An in-depth analysis of the specific evolution of air pollution in a given city can provide a better understanding of the chronic effects of air pollution on human health. In this study, we reported trends in ambient concentrations of particulate matter (PM) and gaseous pollutants [sulfur dioxide (SO2), nitrogen dioxide (NO2), and ozone (O-3)] from 1995 to 2017 and PM2.5 composition for the period of 2000-2017 in Guangzhou, Wuhan, Chongqing, and Lanzhou. We provided socio-economic indicators to help explain the pollution trends. SO2 and PM (including PM10 and PM2.5) concentrations showed a downward trend in recent years with the most notable reduction in SO2 in Chongqing and PM2.5 in Guangzhou. There was an overall flat trend for NO2, while O-3 showed an upward trend in recent years except in Lanzhou. The majority of PM2.5 mass was SO42- (6.0-30 mu g/m(3)) and organic carbon (6.0-38 mu g/m(3)), followed by NO3- (2.0-12 mu g/m(3)), elemental carbon (2.1-12 mu g/m(3)), NH4+ (1.0-10 mu g/m(3)), K+ (0.2-2.0 mu g/m(3)), and Cl- (0.2-1.9 mu g/m(3)). Except for secondary inorganic aerosols in Wuhan, annual average concentrations of all PM2.5 constituents showed a declining trend after 2013, corresponding to the trend of PM2.5. The secondary sources in PM2.5 were found to be most prominent in Wuhan, while the most abundant EC and Cl- in Lanzhou was attributed to the use of coal.
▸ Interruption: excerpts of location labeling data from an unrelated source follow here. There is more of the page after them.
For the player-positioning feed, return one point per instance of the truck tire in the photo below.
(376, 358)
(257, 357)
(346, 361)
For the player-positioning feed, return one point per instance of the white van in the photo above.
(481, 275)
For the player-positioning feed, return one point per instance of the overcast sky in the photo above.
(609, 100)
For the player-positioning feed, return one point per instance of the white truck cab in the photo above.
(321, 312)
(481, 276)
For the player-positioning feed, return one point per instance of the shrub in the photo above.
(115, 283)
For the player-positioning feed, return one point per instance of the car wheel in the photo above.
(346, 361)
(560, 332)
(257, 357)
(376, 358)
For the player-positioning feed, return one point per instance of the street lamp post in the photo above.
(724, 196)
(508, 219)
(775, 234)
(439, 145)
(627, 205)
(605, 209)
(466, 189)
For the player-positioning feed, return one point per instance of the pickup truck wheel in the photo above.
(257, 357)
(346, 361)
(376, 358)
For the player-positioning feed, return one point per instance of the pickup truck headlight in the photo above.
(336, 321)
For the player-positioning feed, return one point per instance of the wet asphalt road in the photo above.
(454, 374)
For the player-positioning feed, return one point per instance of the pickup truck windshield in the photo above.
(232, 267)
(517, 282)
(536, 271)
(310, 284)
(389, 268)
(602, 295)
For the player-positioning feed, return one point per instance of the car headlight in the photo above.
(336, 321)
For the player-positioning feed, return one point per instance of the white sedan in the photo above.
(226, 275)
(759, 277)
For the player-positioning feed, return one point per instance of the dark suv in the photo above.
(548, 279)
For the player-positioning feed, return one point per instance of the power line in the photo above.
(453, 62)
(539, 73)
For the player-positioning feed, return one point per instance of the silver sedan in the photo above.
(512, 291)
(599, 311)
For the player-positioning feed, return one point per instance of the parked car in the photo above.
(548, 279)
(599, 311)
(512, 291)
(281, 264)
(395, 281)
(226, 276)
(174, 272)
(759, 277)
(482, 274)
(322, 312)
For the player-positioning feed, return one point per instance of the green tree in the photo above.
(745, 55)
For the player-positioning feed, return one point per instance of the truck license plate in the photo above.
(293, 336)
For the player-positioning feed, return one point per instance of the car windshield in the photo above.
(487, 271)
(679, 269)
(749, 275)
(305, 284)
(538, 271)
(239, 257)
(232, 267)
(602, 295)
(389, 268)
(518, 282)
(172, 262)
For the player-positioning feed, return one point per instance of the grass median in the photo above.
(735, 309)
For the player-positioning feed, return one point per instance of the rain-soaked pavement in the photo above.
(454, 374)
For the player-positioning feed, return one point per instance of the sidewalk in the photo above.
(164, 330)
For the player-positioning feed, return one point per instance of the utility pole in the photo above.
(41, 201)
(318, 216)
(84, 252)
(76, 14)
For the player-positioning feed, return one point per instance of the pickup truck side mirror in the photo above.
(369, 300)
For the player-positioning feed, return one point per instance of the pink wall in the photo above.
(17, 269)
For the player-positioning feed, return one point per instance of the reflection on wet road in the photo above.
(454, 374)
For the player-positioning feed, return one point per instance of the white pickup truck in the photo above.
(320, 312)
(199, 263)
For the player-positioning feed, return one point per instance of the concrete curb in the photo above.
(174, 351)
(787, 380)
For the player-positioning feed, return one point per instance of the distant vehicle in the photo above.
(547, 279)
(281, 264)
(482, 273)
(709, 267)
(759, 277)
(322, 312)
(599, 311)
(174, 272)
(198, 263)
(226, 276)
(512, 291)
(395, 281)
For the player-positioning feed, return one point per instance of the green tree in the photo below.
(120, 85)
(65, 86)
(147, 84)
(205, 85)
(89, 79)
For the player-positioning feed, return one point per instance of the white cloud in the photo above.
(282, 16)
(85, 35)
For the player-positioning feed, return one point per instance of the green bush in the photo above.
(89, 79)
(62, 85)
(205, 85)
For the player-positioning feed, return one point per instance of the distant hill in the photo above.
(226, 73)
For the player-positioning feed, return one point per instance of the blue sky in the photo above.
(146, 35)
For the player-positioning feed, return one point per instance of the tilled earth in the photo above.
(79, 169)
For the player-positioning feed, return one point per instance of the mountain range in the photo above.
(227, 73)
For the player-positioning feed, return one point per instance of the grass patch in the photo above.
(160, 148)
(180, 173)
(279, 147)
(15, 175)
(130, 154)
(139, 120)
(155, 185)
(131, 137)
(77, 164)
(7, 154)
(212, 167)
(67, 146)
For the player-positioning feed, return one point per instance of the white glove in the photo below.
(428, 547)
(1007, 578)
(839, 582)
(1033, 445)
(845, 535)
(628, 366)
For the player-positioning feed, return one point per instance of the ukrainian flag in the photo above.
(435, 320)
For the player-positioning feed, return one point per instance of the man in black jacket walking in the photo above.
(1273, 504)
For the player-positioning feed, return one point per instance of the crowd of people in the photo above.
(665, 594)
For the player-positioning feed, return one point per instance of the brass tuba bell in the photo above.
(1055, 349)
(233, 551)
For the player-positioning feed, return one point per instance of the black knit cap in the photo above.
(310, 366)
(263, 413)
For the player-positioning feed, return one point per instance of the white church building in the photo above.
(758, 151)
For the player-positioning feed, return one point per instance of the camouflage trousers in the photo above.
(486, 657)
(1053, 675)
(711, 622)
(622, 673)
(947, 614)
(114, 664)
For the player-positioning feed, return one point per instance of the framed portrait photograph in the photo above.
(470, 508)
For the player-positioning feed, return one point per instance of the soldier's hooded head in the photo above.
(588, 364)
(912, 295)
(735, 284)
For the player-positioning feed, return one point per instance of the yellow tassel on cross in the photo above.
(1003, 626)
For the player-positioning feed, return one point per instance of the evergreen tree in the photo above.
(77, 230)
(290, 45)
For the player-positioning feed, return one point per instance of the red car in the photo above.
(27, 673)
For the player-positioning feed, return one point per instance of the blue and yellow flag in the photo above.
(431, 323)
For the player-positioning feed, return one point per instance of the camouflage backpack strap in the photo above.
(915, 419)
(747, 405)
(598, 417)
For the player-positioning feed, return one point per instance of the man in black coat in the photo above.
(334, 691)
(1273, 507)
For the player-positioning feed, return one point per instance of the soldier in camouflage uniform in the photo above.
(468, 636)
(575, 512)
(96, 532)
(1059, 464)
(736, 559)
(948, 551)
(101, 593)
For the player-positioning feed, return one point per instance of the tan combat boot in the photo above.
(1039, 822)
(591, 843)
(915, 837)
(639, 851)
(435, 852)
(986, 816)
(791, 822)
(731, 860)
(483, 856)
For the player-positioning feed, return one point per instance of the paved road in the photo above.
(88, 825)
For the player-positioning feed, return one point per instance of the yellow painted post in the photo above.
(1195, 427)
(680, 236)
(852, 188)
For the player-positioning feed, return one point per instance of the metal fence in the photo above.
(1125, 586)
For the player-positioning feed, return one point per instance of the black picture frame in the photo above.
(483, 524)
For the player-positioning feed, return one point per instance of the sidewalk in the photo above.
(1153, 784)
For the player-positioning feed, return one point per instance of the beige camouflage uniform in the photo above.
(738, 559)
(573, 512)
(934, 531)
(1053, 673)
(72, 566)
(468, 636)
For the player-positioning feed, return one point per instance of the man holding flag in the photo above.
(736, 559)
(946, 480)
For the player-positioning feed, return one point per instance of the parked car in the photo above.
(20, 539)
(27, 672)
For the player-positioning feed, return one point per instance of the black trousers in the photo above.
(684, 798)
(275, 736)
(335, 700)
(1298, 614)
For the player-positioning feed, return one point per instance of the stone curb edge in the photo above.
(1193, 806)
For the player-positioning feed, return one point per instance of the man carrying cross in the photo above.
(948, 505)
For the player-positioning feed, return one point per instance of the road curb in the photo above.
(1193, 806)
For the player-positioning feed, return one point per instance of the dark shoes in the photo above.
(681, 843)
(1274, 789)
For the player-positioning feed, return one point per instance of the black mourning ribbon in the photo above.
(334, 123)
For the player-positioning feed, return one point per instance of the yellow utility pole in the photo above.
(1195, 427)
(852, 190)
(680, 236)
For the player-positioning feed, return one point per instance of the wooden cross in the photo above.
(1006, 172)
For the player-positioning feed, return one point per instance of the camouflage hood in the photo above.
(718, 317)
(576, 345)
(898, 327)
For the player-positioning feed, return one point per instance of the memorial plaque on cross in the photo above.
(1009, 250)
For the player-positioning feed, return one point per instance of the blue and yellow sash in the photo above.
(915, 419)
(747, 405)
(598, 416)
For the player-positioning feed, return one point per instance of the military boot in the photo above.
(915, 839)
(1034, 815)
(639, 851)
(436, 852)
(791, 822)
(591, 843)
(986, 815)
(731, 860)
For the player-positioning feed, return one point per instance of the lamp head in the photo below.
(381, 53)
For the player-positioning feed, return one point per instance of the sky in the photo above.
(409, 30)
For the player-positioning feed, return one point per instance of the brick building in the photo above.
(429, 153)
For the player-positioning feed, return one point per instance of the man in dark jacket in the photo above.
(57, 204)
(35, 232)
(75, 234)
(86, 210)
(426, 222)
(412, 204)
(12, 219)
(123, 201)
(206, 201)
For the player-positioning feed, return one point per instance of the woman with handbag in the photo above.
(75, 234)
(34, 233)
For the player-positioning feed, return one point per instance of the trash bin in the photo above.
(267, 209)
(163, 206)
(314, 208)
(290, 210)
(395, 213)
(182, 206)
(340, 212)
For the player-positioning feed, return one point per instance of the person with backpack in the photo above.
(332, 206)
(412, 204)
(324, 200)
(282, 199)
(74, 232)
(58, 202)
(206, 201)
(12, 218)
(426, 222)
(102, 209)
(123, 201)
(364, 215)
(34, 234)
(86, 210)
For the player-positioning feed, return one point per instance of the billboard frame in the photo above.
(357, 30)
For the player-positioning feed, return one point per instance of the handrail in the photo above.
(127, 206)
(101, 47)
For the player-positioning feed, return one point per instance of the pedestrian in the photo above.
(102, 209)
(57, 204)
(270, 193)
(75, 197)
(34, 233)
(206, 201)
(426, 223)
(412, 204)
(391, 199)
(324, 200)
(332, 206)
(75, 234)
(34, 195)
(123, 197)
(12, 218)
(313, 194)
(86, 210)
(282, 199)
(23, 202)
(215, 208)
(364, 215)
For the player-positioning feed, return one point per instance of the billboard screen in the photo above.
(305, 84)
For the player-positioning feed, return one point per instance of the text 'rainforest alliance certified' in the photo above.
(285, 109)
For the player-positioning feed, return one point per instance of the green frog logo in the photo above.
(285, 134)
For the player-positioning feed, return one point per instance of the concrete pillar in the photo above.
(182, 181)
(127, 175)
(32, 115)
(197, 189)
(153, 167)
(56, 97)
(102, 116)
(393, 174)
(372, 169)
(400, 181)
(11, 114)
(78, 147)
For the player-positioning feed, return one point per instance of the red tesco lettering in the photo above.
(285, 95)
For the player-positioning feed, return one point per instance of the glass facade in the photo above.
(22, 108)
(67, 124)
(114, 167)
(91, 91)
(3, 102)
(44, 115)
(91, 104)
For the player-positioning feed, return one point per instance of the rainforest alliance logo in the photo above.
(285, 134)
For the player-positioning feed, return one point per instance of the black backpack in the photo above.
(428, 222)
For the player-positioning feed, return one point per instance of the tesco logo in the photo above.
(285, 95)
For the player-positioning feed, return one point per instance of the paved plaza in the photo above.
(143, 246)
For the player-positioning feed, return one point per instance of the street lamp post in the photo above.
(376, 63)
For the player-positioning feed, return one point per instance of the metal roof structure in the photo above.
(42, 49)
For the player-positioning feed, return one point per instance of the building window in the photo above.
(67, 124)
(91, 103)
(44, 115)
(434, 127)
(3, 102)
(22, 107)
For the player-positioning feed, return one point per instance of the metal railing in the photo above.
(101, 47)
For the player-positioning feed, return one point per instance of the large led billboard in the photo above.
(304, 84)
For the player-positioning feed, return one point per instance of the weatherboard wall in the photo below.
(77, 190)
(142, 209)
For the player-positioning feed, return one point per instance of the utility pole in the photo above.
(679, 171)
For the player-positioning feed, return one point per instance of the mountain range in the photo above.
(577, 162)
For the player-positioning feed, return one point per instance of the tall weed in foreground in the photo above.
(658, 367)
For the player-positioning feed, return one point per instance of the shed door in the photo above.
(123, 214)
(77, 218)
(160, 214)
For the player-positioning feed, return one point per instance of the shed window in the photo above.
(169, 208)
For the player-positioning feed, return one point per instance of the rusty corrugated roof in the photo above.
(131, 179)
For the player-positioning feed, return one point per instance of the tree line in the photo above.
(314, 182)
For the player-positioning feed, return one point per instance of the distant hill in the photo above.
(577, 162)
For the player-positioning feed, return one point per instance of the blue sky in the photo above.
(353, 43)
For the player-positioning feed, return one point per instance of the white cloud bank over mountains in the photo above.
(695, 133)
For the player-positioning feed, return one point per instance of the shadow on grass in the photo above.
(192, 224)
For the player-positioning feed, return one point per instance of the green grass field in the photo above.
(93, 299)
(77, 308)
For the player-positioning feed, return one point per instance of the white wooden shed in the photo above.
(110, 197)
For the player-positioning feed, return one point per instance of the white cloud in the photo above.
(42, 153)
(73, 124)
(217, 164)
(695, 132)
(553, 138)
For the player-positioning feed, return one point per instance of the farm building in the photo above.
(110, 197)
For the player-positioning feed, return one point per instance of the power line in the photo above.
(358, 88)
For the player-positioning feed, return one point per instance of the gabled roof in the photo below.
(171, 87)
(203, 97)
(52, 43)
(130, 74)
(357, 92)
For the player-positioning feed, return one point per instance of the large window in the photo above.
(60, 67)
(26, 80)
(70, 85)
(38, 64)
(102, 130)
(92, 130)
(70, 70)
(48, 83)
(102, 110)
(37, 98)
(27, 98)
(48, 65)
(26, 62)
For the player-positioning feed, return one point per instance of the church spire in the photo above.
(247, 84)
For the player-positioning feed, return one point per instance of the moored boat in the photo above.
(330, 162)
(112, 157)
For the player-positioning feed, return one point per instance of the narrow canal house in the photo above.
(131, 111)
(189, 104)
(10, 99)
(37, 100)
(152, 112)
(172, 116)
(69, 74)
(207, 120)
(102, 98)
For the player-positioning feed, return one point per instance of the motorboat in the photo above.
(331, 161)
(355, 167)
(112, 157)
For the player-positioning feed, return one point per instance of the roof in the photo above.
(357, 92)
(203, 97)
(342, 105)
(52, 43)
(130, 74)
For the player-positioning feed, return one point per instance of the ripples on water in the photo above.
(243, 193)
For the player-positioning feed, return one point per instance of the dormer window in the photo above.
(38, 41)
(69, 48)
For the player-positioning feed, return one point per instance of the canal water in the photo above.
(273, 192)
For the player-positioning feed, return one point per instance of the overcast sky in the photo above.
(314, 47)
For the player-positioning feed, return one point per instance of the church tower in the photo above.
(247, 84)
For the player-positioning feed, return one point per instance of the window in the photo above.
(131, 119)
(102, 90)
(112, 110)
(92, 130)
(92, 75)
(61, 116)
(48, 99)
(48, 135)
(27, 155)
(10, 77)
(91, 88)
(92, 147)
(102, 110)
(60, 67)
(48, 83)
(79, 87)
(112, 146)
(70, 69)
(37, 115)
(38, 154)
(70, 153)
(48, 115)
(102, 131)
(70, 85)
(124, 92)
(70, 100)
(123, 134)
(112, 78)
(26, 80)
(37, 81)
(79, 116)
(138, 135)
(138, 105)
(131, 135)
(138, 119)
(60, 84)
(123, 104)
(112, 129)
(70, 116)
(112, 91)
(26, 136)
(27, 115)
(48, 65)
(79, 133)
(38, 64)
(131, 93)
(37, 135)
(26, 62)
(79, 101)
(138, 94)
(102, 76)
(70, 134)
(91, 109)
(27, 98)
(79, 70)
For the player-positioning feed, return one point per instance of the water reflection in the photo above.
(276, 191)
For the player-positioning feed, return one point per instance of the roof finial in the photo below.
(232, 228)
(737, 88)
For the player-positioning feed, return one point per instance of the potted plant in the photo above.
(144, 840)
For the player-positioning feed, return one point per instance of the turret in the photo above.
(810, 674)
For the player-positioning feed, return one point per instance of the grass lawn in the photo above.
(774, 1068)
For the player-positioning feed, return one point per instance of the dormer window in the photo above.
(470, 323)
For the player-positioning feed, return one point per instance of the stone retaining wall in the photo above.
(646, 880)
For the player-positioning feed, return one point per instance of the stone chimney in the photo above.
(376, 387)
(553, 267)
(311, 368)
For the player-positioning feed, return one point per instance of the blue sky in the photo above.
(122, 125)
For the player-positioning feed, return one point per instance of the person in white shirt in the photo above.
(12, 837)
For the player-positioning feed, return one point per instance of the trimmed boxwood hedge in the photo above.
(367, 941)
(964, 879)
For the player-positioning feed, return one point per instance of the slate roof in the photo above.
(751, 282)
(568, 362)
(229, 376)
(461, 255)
Despite temporal and spatial variabilities across the four cities, coal combustion, traffic emissions, and secondary pollution have been the major sources of PM2.5 pollution. These trends in ambient air pollution levels and PM2.5 composition may help understand changes in health outcomes measured at different times within the time period of 1995-2017 in the four cities.